Großvater kam gewöhnlich jedes Wochenende aus der Stadt angefahren, in einem schönen Twin Six Packard Saloon. Er selbst konnte nicht fahren, also übernahm dies George Slade, sein Chauffeur. George besaß eine Unterkunft im Obergeschoss des Hauses in der Haight Street, wo man ihn während seiner Freizeit Saxophon spielen hören konnte.

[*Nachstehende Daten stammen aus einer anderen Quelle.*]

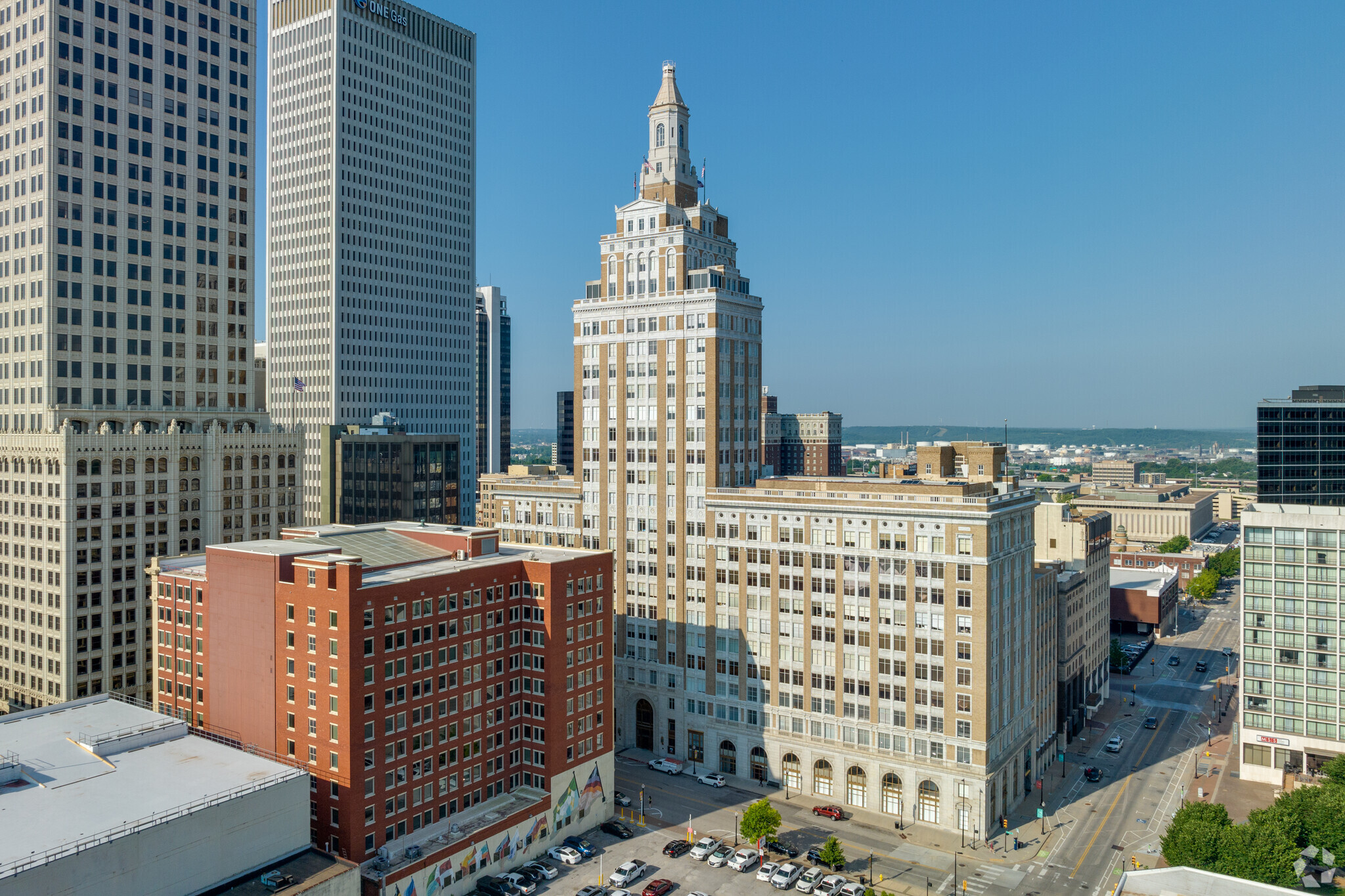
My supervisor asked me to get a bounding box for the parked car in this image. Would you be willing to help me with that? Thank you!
[607,859,650,887]
[598,821,635,840]
[510,865,546,884]
[561,834,597,859]
[499,870,537,896]
[705,843,733,868]
[546,846,584,865]
[771,863,803,889]
[640,877,672,896]
[523,859,561,880]
[793,868,826,893]
[812,874,846,896]
[808,849,845,870]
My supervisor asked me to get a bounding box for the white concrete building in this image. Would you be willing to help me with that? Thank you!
[267,0,476,523]
[0,696,328,896]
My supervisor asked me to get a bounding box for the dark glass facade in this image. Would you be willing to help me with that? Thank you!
[1256,385,1345,507]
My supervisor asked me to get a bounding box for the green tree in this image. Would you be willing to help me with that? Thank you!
[1186,570,1220,601]
[1158,803,1232,873]
[818,836,845,868]
[738,800,780,842]
[1158,534,1190,553]
[1206,548,1241,576]
[1111,638,1127,668]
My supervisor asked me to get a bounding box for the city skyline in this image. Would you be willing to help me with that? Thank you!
[257,4,1341,429]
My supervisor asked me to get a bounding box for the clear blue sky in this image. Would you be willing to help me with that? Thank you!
[254,3,1345,427]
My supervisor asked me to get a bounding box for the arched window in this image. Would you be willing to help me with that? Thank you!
[919,780,939,825]
[812,759,831,797]
[780,752,803,790]
[752,744,766,780]
[882,771,901,815]
[845,765,869,806]
[720,740,738,775]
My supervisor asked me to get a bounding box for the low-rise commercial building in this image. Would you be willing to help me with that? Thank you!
[0,694,342,896]
[1073,485,1214,544]
[149,523,613,870]
[1111,566,1177,637]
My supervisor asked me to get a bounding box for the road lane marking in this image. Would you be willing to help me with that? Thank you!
[1069,710,1173,877]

Jeden Freitag sollten mein Bruder David, meine Schwester Pat und ich den Vorhof aufräumen: ihn rechen, um sicherzustellen, dass keine Blätter in der Zufahrt lagen, und alles so richten, dass es im Allgemeinen ordentlich aussah. Gegen drei Uhr Nachmittags begannen wir, die Straße auf und ab zu schauen. Schon bald darauf sahen wir den Packard heranrollen, und das voller Aufregung, denn aus dem Wagen kam als Erstes mein Großvater, gefolgt von seiner Mutter – meiner Urgroßmutter – dann meine Großmutter und häufig Gäste, die er für das Wochenende mit zur Ranch gebracht hatte. Seine Gäste waren von jeglicher Couleur: zuweilen etwas unverbindlich, zuweilen Geschäftsleute. Dessen ungeachtet erfreuten wir uns dieser Wochenenden immer. Samstagmorgens schnitten Großmutter und Mutter Nieren, die kurz angebraten wurden und unser übliches Samstagsfrühstück darstellten. Das sonntägliche Abendessen bestand aus einem Drei- oder Vierrippen-Roastbeef oder gelegentlich einem Lamm- oder Schweinebraten und war stets ein bemerkenswertes Ereignis, nach dem Großvater, seine Familie und die Gäste in den Packard stiegen und nach San Francisco zurückkehrten und meine Mutter erleichtert aufatmete. Dann ging das Leben wieder ruhig weiter, bis zum nächsten Freitagnachmittag, wenn alles von Neuem beginnen würde.
Bei seinen Ausflügen aufs Land machte Großvater gewöhnlich bei Johnny Heinhold’s Wirtschaft in Oakland halt, am heutigen Jack London Square. Heinhold kannte Jack London, und obwohl es die Zeit der Prohibition war, genossen er und Großvater in aller Stille einige Gläschen Konterbande. Dann fuhr Großvater gewöhnlich weiter zum Hunt Hatch Depot, an dem er beteiligt war, belud dort den Packard mit Säcken voller Apfelsinen, Äpfeln oder anderem Obst und brachte diese mit zur Ranch.